Qual é a posição dos entrevistados sobre o tratamento?

Neilane Bertoni:
 As pessoas têm vontade de fazer um tratamento, e essa é a questão central que precisa ser focada. Por exemplo, quase 80% dos usuários no país têm vontade de receber tratamento, o que torna esvaziada a questão da internação compulsória, ela não se sustenta mais. Essa solução higienista vem se mostrando completamente falha em diversos países do mundo, como demonstrado em estudos bastante detalhados conduzidos pela Organização Mundial da Saúde (OMS). Sem suporte social, essas pessoas não têm a oportunidade de reencontrar um caminho de bem-estar. Não se busca necessariamente a abstinência da droga.
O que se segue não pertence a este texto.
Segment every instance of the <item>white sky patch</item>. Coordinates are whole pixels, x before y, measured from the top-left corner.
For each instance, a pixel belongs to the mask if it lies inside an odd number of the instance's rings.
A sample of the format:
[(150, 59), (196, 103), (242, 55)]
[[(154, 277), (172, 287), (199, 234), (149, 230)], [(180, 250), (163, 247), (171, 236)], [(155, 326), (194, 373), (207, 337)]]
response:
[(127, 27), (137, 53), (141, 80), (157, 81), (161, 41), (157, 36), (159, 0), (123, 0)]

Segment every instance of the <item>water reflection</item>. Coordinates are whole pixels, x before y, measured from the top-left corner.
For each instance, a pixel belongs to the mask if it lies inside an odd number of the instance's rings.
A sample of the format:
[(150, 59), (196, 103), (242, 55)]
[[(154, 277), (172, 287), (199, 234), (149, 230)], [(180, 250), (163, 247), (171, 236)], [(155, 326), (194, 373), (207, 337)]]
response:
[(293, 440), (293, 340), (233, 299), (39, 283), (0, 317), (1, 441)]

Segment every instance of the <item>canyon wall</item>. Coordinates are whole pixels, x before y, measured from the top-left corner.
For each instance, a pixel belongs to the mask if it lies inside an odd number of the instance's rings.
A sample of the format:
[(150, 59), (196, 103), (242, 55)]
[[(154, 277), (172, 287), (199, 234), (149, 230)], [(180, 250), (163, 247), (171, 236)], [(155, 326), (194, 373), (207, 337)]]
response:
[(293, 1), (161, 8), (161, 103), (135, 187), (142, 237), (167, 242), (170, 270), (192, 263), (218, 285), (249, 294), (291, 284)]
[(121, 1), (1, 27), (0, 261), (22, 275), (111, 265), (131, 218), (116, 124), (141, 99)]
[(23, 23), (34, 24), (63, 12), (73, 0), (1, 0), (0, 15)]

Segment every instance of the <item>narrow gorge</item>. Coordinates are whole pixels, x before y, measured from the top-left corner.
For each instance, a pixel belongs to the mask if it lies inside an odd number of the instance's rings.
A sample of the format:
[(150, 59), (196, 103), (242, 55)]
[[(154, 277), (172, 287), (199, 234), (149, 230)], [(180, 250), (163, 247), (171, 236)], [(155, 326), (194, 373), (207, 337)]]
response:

O que se pretende com o tratamento é que o uso (ou não) da droga não interfira no dia a dia da pessoa, que ela possa trabalhar, estudar, conviver com seus amigos e familiares.

Agora é trabalhar essa vontade para que o usuário de fato busque o tratamento. Quando perguntamos ao usuário o que facilitaria a sua busca por um tratamento em relação a sua dependência, ele fala que este deveria ser um lugar que tenha comida, onde possa tomar banho, que lhe dê suporte para obter um emprego ou frequentar uma escola. Isso demonstra que o enfoque social e assistencial tem de estar integrado à saúde, para ajudar no tratamento da droga.

Que desafios foram encontrados durante a pesquisa?

Francisco Inácio Bastos:
 Essa pesquisa foi uma grande realização e um grande desafio: foi a mais difícil que já fiz, pela abrangência e a situação complexa das cenas. Outro dia, ouvi de um profissional que essa pesquisa, para alguns colegas da área, funcionou como um marco; pela primeira vez, não só foram empregadas metodologias inovadoras, o que por si só já é um avanço, como também se faz uma pesquisa de tal porte no contexto em que essa população vive. As pesquisas de campo com drogas ilícitas no Brasil se dividiriam em antes e depois dessa pesquisa. É a primeira vez que uma pesquisa dessa extensão trabalha no contexto do uso da droga, com pessoas com uma grande carga de sofrimento em locais de risco. Trabalhar no campo sem um respaldo direto é algo impossível, mesmo para quem é experiente. Já estou há 30 anos nessa área de pesquisa, mas esse foi, sem dúvida, meu maior desafio.